Many different types of people use Deephaven to develop data-driven applications and analytics. They tend to care more about progress and productivity than about whether their data happens to be an event stream, time series, transaction set, or batch file. They want their data engine to be high-performance, easy to use, and integrated with popular tools.
These are our people.
We particularly like it when our software enables them to quickly deliver results to each other or to piggy-back on one another’s work.
Data meets software
Deephaven is committed to serving as many data-driven use cases as possible from a single, empowering engine. To that end, the company holds the following principles dear:
- “Broadly useful and really quite good” beats “narrowly stunning”.
- Data is in a state of flux.
- Stream versus batch is a false dichotomy.
- Data and time are often two sides of a coin.
- Code must go to data, not vice versa.
- Single-threaded performance is important and requires constant investment.
- Modern systems scale.
- Copying data hurts.
- Teams need interoperable gear.
- The most popular roads should be paved.

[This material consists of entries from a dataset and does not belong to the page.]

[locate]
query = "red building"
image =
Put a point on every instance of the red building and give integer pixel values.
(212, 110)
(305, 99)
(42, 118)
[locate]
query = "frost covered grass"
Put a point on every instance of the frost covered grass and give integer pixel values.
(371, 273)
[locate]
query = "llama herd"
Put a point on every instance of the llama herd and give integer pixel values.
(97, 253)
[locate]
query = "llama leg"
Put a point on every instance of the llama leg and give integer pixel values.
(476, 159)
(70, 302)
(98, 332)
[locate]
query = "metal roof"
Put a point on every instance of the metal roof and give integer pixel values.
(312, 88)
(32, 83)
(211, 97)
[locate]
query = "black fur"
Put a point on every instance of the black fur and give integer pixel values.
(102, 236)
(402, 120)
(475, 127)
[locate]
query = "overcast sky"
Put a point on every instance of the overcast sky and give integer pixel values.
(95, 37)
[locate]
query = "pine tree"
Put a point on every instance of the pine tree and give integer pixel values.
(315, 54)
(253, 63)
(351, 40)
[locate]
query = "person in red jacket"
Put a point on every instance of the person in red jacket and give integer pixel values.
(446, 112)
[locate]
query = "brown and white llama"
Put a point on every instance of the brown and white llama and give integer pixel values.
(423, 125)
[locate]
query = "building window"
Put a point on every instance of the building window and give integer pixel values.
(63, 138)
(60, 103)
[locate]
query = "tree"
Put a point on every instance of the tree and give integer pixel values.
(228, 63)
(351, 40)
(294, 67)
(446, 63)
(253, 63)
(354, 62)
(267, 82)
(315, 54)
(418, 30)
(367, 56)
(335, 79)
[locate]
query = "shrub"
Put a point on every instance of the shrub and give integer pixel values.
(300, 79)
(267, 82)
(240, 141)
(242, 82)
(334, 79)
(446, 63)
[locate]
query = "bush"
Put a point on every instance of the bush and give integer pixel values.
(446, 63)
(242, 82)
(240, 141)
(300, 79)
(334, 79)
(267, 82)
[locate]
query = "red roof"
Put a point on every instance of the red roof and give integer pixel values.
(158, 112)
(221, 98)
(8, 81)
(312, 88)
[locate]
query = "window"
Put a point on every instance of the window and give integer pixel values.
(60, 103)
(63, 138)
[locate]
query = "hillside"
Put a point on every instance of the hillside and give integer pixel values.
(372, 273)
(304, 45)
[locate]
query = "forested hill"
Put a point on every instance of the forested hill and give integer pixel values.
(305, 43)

- Ease of use and documentation matter a lot.
- Help when you can.
Quant Wall Street Roots
Long before the term “meme stock” was coined, Pete Goddard, Deephaven’s CEO, founded a quantitative trading company called Walleye Capital with a handful of partners. For many years Walleye focused on options market-making, an arms-race of an industry comprising teams of ML quants and low-level system developers.

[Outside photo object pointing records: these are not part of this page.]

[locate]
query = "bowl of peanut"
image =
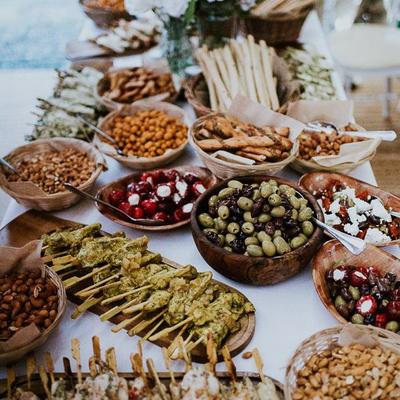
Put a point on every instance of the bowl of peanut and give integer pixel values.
(150, 135)
(44, 166)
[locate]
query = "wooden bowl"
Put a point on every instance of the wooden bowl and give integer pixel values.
(226, 170)
(254, 270)
(17, 354)
(104, 17)
(103, 193)
(142, 163)
(328, 338)
(333, 252)
(315, 181)
(29, 195)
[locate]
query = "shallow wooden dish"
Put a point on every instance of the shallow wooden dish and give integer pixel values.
(143, 163)
(33, 197)
(208, 179)
(315, 181)
(33, 224)
(333, 252)
(17, 354)
(255, 270)
(165, 378)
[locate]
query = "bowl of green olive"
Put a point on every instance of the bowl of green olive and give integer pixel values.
(256, 230)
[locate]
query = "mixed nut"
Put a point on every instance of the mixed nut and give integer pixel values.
(350, 372)
(129, 85)
(366, 296)
(26, 297)
(163, 195)
(257, 220)
(49, 169)
(147, 133)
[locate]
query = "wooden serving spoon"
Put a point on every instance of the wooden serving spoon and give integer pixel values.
(86, 195)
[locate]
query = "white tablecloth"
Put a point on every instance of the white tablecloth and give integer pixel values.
(287, 313)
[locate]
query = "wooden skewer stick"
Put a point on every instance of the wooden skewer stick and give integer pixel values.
(45, 381)
(166, 331)
(123, 324)
(30, 368)
(49, 365)
(259, 364)
(76, 355)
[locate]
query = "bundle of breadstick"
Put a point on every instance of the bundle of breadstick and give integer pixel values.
(243, 68)
(223, 134)
(269, 8)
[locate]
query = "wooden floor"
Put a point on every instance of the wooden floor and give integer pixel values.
(368, 113)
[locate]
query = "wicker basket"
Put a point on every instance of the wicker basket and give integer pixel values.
(277, 30)
(43, 201)
(142, 163)
(328, 339)
(103, 17)
(226, 170)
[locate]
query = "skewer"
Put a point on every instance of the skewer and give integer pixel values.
(76, 355)
(30, 368)
(166, 331)
(45, 381)
(10, 381)
(259, 364)
(160, 387)
(50, 366)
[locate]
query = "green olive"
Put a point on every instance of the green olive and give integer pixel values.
(220, 224)
(281, 245)
(297, 242)
(235, 184)
(206, 220)
(229, 238)
(248, 228)
(294, 202)
(225, 193)
(357, 319)
(248, 218)
(223, 212)
(274, 200)
(308, 227)
(212, 201)
(254, 250)
(261, 236)
(245, 203)
(233, 227)
(266, 190)
(305, 214)
(278, 212)
(269, 248)
(264, 217)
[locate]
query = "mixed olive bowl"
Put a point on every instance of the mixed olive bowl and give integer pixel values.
(255, 270)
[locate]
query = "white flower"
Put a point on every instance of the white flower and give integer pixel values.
(175, 8)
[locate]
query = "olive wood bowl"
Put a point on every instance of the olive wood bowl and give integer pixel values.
(332, 253)
(316, 181)
(255, 270)
(103, 193)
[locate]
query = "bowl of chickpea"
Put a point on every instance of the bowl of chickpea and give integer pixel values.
(149, 134)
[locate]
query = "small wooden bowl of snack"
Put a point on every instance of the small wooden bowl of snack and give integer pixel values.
(126, 86)
(150, 135)
(32, 298)
(105, 13)
(327, 145)
(256, 230)
(362, 289)
(164, 195)
(230, 147)
(345, 357)
(44, 166)
(355, 207)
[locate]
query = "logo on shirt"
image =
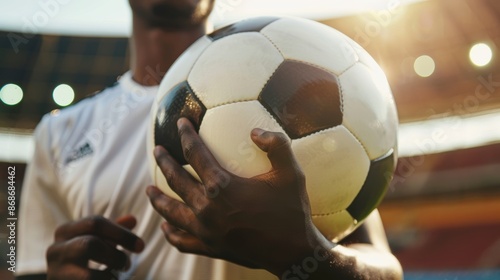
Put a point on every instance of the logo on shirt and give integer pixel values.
(79, 153)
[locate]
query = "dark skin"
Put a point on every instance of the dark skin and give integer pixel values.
(248, 221)
(155, 45)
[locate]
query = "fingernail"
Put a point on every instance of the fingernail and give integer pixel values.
(139, 245)
(152, 190)
(181, 122)
(128, 264)
(257, 132)
(158, 151)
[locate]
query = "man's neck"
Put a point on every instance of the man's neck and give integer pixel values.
(154, 50)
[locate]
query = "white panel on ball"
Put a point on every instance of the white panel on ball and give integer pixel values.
(336, 166)
(181, 68)
(226, 132)
(312, 43)
(369, 110)
(234, 68)
(335, 226)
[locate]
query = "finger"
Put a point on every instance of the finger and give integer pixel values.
(127, 221)
(78, 272)
(195, 151)
(181, 182)
(102, 228)
(277, 146)
(80, 250)
(184, 241)
(174, 211)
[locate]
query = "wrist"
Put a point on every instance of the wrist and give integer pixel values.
(307, 257)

In 2012, Walleye was interested in diversifying its business. While still focusing on a quantitative and systematic approach, it intended to grow the breadth of its trading strategies and move toward different frequencies of prediction. The partners knew the success of this new initiative would hinge on how quickly quants, data scientists, developers, and portfolio managers could discover and evolve strategies and signals. The business would win or lose based on its prowess in working with data.

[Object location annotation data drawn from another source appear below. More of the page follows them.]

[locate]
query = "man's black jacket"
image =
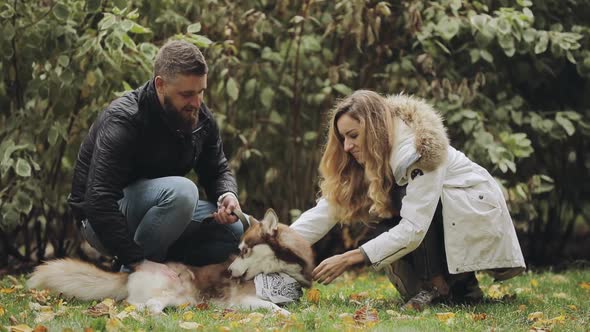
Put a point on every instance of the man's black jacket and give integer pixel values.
(131, 140)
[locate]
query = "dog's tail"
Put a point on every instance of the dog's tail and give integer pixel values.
(78, 279)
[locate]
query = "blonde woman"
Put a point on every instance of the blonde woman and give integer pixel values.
(453, 219)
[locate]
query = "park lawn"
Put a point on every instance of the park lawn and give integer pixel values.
(362, 300)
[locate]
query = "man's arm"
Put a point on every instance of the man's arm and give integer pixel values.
(109, 172)
(213, 169)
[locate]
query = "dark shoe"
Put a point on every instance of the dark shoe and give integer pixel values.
(467, 291)
(424, 299)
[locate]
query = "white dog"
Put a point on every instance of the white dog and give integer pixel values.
(267, 247)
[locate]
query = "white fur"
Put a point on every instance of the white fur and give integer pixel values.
(262, 259)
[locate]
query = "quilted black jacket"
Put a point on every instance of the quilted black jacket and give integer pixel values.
(131, 140)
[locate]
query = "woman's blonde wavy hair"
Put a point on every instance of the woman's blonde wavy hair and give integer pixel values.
(360, 192)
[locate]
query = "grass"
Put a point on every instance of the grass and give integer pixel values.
(356, 301)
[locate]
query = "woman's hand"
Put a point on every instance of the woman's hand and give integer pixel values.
(331, 268)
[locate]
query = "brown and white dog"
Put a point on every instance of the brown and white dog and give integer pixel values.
(266, 247)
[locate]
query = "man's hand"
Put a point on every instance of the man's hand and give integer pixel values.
(153, 267)
(227, 206)
(332, 267)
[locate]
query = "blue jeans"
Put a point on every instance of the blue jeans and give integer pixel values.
(167, 219)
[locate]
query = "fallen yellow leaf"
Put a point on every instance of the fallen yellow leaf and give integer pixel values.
(7, 290)
(188, 315)
(359, 296)
(44, 316)
(535, 316)
(202, 306)
(114, 325)
(445, 316)
(558, 278)
(255, 317)
(190, 325)
(40, 328)
(20, 328)
(479, 316)
(366, 315)
(346, 318)
(561, 295)
(558, 320)
(313, 295)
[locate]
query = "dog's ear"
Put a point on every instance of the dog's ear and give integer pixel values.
(253, 221)
(270, 222)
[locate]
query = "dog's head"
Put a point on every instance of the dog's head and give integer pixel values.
(268, 246)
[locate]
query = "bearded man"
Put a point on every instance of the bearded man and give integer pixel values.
(129, 191)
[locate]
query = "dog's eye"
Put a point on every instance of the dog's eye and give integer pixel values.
(245, 252)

With a few simple requirements in hand, the company surveyed the marketplace for a data system that would serve its needs.
- A single system that could handle both real-time and historical data.
- A single system that was powerful with both time series and traditional relational loads.
- A single system that was directly accessible (and helpful) to all of the company’s 100 employees.
- A single system that could drive applications and support analytics.
- A single system with a powerful back-end and a useful interface.
In 2012, nothing came close to satisfying those requirements. So we rolled our own.
In 2017, having witnessed the compelling story Deephaven powered at Walleye, Pete and six principal engineers spun themselves, the data system, and its related IP out of Walleye and formed Deephaven as an independent company.
Culture Matters
Deephaven today has three dozen engineers, a designer, a technical writer, and not much else. Though the company is headquartered in the suburbs of Minneapolis, the team is well represented in New York City and Colorado Springs, as well as family rooms, garages, and makeshift offices scattered around the U.S. and Canada.
We’re deeply committed to Deephaven’s mission, its customers’ success, and each other.
If you are a talented and highly productive developer, dev-rel, data scientist, dev-op, or cloud SRE; or a biz-dev, marketing or operations person that happens to be into software; then there is a spot for you at Deephaven. We hope you play well with others, write good unit tests and documentation, appreciate candid conversation, and get into the discussion about music on our Slack channel.
Our mission is to bring people together around the data that matters to them.